Photo by April Towery
The special session lasts 30 days but Abbott can call back lawmakers as many times as he wants.
“It’s going to be easy for [Republicans] because they’re going to fold like a cheap suit and take the map that Trump gives them and the White House provides to them,” Alvarado said. “My guess is in the first week we’ll start having committee hearings and whether or not there’s a map, I believe the Senate will roll pretty fast as it usually does and be done with it in the first week or two.”
Garcia said she’s seen maps on social media that showed her district extending east to Nacogdoches and Orange, but cautioned party precinct chairs to check the source when they see a map because nothing has been issued from the governor’s office yet.
“All of us are vulnerable as Democrats because they’re going to do everything to get to five districts,” she said. “Once you tweak something in one district, it impacts another, so all our districts are going to change.”

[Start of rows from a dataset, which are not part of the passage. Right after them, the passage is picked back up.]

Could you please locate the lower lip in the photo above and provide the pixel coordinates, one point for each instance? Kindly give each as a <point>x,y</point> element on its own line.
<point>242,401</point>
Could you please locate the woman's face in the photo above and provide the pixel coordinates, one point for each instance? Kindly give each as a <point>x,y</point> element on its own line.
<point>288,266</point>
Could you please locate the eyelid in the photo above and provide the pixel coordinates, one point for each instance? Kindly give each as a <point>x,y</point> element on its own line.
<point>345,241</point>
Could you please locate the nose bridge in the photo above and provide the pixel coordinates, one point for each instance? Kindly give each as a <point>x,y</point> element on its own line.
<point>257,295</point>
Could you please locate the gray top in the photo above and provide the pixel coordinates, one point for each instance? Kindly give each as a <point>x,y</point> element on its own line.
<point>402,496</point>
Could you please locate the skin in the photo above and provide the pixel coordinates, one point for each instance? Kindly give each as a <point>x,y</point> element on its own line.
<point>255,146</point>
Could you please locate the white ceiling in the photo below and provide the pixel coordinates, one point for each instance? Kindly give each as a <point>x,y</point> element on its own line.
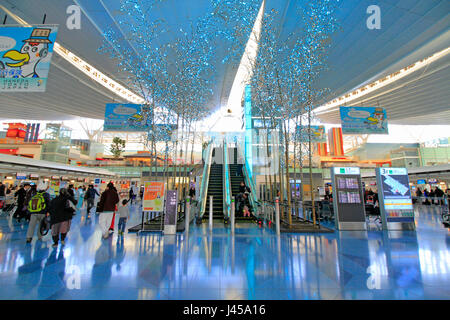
<point>411,30</point>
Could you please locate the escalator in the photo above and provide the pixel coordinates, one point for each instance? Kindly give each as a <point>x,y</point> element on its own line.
<point>237,176</point>
<point>215,189</point>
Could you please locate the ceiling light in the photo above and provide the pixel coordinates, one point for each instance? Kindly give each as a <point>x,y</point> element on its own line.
<point>380,83</point>
<point>86,68</point>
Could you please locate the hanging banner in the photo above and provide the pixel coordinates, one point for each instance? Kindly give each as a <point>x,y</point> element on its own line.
<point>126,117</point>
<point>153,197</point>
<point>53,189</point>
<point>363,120</point>
<point>317,133</point>
<point>25,57</point>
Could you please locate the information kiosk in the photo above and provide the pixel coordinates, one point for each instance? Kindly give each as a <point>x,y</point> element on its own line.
<point>394,195</point>
<point>170,218</point>
<point>348,199</point>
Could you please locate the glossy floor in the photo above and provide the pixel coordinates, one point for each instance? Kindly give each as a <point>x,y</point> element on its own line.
<point>254,264</point>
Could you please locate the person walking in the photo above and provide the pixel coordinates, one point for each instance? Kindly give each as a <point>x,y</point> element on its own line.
<point>192,192</point>
<point>30,194</point>
<point>107,205</point>
<point>131,195</point>
<point>124,214</point>
<point>38,207</point>
<point>2,196</point>
<point>90,197</point>
<point>21,194</point>
<point>80,199</point>
<point>61,214</point>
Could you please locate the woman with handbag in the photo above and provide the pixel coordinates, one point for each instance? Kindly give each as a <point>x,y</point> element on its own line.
<point>61,213</point>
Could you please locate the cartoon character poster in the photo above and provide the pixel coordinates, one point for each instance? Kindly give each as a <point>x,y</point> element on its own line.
<point>25,57</point>
<point>317,133</point>
<point>126,117</point>
<point>363,120</point>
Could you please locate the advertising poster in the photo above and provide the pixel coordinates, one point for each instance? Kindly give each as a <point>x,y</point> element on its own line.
<point>317,133</point>
<point>153,197</point>
<point>126,117</point>
<point>25,57</point>
<point>53,189</point>
<point>170,217</point>
<point>363,120</point>
<point>396,195</point>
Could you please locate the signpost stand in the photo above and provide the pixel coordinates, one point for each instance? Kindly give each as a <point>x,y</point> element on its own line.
<point>394,195</point>
<point>170,217</point>
<point>210,212</point>
<point>187,215</point>
<point>348,199</point>
<point>232,215</point>
<point>277,215</point>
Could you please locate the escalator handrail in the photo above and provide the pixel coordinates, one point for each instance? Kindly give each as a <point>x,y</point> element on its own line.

Although four Democratic districts were mentioned in the DOJ letter, Abbott and Republican legislators could make last-minute changes, Wu said, adding that he’s heard the maps won’t be filed until after public hearings are held, “because they want to pull a fast one.”
“The most likely thing they’ll do is they’ll wait to file the maps until they’ve had a hearing and everyone is tired of talking about it,” he said. “It’ll be something that’s not too bad and then right before they vote, they’ll switch it out. It’ll end up being terrible. They’ll drop it at the last moment. Be careful. Even if they release something, do not put any faith that that’s actually what they want to do.”
Rep. Cody Vasut, R-Angleton, announced Monday he’s been appointed by Abbott to chair the House Select Committee on Congressional Redistricting. Three public hearings are scheduled, with one at 11 a.m. Saturday, July 26, at the University of Houston. Indivisible Fort Bend County is organizing a peaceful demonstration from 9 a.m. to 2 p.m. Saturday, also at the UH campus.
The committee’s vice chair is Jon Rosenthal, R-Houston. The committee is composed of 11 other Republicans and eight Democrats, including Wu.
Garcia said she expects “a railroad job like you’ve never seen before.”
“They’re going to try to ram this thing down the throats of Texans,” she said. “There’s so much at stake.”